There’s always more to people than meets the eye.
Take me for instance.
I can be critical and evaluative as will be immediately apparent from my other posts on this site. Certainly, as one who seeks to cultivate that cool beloved of writers, I like to come across in my prose as ironic, objective and knowing. The result of this affectation is that it is sometimes difficult for me to reveal other (perhaps more genuine) aspects of my personality. This difficulty is nothing cognitive or philosophical – it’s emotional. The truth be told, it’s foolish embarrassment. In a writer’s world where only knowing irony is respected highly (or so I believe), I’m sometimes a little ashamed to be my other self.

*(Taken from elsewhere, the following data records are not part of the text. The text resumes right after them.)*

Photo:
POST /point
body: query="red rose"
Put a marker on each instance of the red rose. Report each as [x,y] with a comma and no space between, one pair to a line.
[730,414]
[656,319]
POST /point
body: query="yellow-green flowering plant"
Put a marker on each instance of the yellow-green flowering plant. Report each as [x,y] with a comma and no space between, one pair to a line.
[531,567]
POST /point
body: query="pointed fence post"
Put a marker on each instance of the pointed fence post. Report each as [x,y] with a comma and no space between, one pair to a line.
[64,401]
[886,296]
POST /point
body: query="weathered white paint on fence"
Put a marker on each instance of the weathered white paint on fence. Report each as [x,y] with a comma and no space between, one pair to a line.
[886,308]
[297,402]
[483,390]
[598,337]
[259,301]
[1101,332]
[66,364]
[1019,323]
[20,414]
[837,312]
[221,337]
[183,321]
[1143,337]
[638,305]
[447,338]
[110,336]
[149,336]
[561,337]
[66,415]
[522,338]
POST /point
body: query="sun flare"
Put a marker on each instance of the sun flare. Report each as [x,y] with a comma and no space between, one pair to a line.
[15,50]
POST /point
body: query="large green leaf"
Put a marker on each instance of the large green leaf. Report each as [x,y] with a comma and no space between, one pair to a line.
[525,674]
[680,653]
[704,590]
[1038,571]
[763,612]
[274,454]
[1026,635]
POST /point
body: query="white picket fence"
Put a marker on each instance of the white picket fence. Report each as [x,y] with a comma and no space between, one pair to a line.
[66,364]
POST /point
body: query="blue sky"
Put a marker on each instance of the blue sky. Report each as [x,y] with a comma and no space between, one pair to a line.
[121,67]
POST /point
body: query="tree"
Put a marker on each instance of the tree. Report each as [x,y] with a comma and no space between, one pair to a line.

There is a part of me – I hope the bigger part – which isn’t really the literary hipster. I recognise the source of my need to come across all literati, it partly stems from my great admiration of great writers such as Graham Greene and Jenny Diski. Thankfully, I also recognise that this isn’t in fact the entire me. My occluded traits are, in actuality, more hippy than hipster. Indeed, my first literary love is poetry and there remains within the person who still is inspired by dawn, by love and romance, and by beautiful summer days. I still feel much poetic joy when contemplating the memory of clear May skies over the East Sussex coastline or the Chiltern Hills in the summertime.
Not ironic and knowing, but me nonetheless.
I hope to retain this innocence for as long as possible. My middle age has arrived and the glow of inspiration hasn’t quite faded into Wordsworth’s light of common day just yet. Even better, I am lucky enough to still be enjoying incredible discovery moments; that is, when new things inspire me. I can recall many such instances when I moved from a position of thinking that I didn’t like this or that, to having the object or artform reveal its brilliance. That moment is like entry into a entire new world of beauty.
Examples of these discovery moments include the occasion where I discovered the harmonic brilliance of jazz (listening to the saxophone solo on Jenine by Eddie Jefferson, incidently), and specific moment when I understood the point of operatic singing (listening to Greig’s Solveig’s Song one summer morning at 4am); or one day in Leeds when I looked into the eyes of a tramp (US English: bum) whom I would normally have recoiled from, and realised that this was someone I could share my cigarettes with and have a laugh or two.
And there’s another, recent one. It’s really close to where I am typing and where you are reading. In fact it’s this here WordPress.com
I created this blog at the start of 2015 thinking that it would be a useful medium through which to get my thoughts, ideas and essays out into the world (not an entirely successful endeavour, looking at the stats). However, following last week’s first foray into the Community Pool, I learned that the most enjoyable aspect of blogging isn’t having others read your work necessarily. It’s the sharing. It’s the reading of other brilliant work that exists here, and exchanging feedback with fellow writers.
There’s a collective wisdom here which I am finding myself extremely happy to be a part of. It’s something that we’re all creating together. This aspect is reinforcing a message that I once knew well, but am always having to re-learn – that is, it’s not about me, the “I”; it’s about us, the “we”. One of Michaelangelo’s favourite sayings was apparently ancora imparo (“still I am learning”). Long may that continue to be the case.